Indonesia menduduki peringkat ke-7 di dunia dan ke-2 di ASEAN dengan angka perkawinan anak tertinggi. Praktik perkawinan anak di Indonesia berdasarkan data BPS 2017 menunjukkan (25,2%), artinya satu dari empat anak perempuan menikah pada usia anak, yaitu sebelum mencapai usia 18 tahun. Sedangkan pada tahun 2018 BPS sebesar (11,2%), artinya satu dari sembilan perempuan usia 20-24 tahun menikah sebelum usia 18 tahun, dan ada 20 provinsi dengan prevalensi perkawinan anak di atas angka nasional.
Perasaan rasa sedih dan bahagia karena akhirnya tercapai, disahkannya revisi Undang-Undang Pekawinan dengan batas usia perkawinan minimal bagi perempuan dan laki-laki sama-sama 19 tahun. "Hal ini adalah kado bagi anak-anak Indonesia yang pernah dijanjikan Menteri Yohana di Peringatan Hari Anak Nasional tahun 2019 kemarin," Jelasnya usai pengesahan RUU Perubahan Undang-Undang Nomor 1 Tahun 1974 tentang Perkawinan oleh Ketua DPR – RI.
Menteri Yohana menjelaskan, ada banyak sekali masalah yang ditimbulkan akibat praktek perkawinan anak.
“Fakta-fakta menunjukkan bahwa praktik perkawinan anak harus segera dihentikan, dan jika kondisi ini tidak dicegah akan menjadikan Indonesia berada dalam kondisi darurat perkawinan anak,” tambahnya.

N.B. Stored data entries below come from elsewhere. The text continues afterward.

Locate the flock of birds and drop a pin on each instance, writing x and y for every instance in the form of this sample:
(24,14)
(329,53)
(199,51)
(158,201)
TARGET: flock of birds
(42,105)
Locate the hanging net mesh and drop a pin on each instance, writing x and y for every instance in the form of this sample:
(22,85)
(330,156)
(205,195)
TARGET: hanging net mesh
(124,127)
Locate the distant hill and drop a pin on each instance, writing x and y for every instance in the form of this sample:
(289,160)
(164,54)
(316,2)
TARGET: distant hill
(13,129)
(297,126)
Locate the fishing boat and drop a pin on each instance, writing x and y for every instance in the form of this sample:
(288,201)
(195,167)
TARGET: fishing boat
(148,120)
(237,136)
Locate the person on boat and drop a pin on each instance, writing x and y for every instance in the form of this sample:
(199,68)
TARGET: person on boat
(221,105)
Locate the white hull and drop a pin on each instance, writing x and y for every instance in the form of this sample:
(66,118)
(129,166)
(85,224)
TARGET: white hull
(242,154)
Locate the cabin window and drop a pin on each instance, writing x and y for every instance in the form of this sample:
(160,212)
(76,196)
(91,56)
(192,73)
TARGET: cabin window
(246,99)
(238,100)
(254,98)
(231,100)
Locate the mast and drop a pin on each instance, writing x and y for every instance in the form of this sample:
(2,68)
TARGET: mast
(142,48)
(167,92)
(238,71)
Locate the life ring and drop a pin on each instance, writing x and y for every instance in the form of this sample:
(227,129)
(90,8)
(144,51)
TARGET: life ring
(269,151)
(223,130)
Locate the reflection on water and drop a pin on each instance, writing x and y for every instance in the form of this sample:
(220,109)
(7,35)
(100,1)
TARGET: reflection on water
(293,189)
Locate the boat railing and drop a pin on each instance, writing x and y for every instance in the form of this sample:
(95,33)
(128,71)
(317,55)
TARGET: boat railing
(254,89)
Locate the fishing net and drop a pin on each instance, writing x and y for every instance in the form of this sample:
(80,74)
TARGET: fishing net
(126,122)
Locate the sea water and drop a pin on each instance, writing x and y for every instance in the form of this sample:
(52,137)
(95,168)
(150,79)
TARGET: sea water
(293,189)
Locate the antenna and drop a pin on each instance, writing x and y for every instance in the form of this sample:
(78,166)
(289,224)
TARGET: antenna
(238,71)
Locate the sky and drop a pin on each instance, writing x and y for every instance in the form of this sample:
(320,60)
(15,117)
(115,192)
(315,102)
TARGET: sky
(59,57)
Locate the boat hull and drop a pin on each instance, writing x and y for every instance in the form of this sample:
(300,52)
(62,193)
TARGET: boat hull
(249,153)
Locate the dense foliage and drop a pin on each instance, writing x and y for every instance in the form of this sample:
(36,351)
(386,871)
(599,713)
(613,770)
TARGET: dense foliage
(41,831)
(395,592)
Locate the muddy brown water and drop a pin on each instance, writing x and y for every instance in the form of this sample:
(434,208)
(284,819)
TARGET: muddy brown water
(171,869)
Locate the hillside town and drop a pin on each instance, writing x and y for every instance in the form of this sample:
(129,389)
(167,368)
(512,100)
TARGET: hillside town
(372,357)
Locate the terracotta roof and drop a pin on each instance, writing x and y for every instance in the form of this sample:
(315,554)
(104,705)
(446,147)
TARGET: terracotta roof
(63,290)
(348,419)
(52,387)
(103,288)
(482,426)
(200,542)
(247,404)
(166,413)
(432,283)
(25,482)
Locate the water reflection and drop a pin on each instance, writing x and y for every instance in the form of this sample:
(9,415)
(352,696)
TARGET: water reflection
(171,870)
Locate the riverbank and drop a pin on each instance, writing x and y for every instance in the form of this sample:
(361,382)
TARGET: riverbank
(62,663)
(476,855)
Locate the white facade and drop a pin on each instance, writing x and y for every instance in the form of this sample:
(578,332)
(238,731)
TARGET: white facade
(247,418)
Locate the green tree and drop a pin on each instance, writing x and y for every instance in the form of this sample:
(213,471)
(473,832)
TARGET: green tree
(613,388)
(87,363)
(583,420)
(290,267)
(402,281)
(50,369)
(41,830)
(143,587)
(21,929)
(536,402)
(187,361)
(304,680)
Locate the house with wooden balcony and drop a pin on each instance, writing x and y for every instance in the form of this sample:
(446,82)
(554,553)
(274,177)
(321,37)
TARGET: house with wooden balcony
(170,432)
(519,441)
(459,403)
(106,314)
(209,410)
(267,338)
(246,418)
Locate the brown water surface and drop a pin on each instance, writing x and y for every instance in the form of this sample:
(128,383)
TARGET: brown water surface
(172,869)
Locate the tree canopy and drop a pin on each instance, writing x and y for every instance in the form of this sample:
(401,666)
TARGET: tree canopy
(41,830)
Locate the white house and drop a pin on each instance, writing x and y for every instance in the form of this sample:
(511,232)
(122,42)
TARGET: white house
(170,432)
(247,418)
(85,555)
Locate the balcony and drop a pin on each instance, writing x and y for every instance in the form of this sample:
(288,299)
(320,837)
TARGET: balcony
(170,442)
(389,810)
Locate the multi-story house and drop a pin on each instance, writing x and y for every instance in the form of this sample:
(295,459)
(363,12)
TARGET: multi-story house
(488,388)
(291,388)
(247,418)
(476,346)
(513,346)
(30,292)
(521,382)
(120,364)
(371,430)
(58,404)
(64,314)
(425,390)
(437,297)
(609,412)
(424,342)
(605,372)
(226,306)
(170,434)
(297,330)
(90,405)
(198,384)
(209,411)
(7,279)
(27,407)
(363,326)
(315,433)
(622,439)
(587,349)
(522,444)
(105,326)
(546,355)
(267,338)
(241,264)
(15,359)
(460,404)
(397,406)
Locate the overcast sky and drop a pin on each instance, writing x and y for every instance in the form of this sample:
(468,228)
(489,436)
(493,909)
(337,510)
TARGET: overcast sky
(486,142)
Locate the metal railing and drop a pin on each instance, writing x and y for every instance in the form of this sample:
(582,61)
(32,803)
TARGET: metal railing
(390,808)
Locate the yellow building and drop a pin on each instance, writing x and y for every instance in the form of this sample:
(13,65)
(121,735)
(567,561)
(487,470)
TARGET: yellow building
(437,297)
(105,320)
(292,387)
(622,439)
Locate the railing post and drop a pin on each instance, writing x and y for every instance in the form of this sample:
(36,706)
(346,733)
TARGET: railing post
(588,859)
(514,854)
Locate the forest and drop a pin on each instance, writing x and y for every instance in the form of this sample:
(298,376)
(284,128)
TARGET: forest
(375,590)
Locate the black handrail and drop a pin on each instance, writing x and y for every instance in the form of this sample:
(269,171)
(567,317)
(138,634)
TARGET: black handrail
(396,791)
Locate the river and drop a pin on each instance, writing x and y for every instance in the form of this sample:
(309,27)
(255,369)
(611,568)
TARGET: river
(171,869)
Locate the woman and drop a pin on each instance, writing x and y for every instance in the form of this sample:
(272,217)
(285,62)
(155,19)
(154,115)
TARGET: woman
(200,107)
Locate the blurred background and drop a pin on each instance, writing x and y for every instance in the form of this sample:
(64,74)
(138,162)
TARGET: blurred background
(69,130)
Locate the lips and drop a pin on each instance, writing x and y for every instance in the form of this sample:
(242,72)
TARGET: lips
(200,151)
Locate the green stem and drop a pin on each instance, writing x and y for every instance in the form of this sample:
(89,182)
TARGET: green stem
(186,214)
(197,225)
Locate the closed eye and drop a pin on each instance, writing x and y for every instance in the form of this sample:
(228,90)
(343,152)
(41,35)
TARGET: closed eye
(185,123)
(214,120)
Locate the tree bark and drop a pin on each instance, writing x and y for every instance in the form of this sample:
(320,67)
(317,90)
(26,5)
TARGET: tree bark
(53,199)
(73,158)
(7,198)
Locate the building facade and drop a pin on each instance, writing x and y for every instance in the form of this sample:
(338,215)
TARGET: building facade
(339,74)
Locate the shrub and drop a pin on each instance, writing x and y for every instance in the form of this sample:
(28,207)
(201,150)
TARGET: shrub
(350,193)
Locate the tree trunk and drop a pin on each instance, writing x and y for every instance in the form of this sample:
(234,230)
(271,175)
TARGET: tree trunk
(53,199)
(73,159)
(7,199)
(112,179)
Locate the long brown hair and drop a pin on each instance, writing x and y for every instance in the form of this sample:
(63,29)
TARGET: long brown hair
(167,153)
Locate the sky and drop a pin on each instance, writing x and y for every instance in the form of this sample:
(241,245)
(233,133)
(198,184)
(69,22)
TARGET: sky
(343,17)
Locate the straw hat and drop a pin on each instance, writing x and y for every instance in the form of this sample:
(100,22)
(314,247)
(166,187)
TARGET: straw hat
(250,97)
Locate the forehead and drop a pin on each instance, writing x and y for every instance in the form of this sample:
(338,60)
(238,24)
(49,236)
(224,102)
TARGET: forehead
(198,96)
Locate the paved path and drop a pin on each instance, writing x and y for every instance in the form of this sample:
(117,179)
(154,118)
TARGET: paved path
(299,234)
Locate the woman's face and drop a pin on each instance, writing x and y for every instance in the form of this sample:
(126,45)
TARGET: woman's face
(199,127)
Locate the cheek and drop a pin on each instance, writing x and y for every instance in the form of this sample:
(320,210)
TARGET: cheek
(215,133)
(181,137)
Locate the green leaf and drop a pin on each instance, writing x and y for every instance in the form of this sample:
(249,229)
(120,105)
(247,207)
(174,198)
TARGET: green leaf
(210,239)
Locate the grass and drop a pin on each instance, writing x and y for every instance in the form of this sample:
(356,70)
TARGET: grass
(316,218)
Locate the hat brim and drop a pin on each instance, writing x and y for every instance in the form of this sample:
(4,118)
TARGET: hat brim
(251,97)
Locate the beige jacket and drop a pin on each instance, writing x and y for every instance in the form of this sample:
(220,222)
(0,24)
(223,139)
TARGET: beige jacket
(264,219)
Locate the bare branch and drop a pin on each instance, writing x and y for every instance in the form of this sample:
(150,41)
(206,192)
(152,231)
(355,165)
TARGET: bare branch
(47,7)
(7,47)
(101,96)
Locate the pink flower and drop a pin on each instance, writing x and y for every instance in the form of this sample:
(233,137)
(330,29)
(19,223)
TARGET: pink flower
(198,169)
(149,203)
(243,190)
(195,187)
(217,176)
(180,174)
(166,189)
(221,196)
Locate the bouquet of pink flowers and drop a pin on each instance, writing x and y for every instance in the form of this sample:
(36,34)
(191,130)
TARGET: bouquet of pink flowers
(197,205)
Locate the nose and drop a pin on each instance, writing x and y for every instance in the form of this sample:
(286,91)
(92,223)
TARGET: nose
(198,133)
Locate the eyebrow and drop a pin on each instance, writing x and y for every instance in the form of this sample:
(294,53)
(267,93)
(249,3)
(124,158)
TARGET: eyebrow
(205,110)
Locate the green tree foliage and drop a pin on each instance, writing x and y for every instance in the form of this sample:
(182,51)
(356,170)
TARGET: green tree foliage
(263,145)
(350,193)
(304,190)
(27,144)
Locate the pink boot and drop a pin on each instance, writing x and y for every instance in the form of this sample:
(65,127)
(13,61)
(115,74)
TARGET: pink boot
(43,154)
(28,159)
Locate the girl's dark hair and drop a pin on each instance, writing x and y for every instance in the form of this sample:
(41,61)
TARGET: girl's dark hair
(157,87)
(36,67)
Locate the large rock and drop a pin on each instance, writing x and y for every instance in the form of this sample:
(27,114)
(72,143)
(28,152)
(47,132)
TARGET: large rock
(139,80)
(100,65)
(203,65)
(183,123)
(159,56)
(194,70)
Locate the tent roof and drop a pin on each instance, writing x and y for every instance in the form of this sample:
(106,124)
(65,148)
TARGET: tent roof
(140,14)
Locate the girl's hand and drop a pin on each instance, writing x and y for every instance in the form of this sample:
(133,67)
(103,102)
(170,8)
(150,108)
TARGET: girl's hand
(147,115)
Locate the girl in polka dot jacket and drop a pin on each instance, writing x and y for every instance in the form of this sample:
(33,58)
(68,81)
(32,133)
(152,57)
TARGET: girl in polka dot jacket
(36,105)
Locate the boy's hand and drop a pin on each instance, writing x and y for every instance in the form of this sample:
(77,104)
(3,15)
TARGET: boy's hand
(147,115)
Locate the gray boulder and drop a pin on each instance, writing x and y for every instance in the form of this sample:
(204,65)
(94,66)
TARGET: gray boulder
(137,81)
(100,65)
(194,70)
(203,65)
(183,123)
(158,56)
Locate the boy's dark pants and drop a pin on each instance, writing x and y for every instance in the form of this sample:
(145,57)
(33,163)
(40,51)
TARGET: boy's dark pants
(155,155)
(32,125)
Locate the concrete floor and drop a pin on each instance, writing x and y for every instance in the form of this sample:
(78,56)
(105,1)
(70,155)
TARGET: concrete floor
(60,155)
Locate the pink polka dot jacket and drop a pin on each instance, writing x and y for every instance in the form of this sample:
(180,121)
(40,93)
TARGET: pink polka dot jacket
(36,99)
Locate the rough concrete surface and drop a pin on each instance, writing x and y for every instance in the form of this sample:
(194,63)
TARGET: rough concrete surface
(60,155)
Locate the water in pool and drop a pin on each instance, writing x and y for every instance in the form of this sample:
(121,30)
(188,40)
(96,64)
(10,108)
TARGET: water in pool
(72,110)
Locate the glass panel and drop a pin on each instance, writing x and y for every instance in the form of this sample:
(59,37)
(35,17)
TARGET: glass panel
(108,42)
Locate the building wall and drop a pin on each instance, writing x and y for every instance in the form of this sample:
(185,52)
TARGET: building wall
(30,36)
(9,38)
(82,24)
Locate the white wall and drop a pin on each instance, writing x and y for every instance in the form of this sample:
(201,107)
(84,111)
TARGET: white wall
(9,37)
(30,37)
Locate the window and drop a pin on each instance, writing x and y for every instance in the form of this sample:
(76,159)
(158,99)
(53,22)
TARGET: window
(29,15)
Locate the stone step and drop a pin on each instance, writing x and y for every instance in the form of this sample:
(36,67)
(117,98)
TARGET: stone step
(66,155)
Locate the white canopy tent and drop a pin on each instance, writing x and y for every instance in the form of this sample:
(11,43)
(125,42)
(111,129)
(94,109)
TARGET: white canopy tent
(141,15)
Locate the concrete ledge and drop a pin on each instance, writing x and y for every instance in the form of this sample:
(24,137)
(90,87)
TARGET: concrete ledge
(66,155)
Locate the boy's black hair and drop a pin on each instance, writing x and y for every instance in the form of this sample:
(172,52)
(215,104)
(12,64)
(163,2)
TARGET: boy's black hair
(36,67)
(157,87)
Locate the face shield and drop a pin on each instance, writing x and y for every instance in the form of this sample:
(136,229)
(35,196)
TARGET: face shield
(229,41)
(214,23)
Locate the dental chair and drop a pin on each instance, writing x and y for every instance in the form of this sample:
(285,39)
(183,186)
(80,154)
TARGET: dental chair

Pertimbangan perkawinan anak batas minimal usia 19 tahun juga didasarkan bahwa seseorang dinilai telah matang jiwaraganya untuk dapat melangsungkan perkawinan, dapat menekan laju kelahiran yang lebih rendah dan menurunkan risiko kematian ibu dan bayi serta pekerja anak. Selain itu, juga dapat terpenuhinya hak-hak anak sehingga mengoptimalkan tumbuh kembang anak.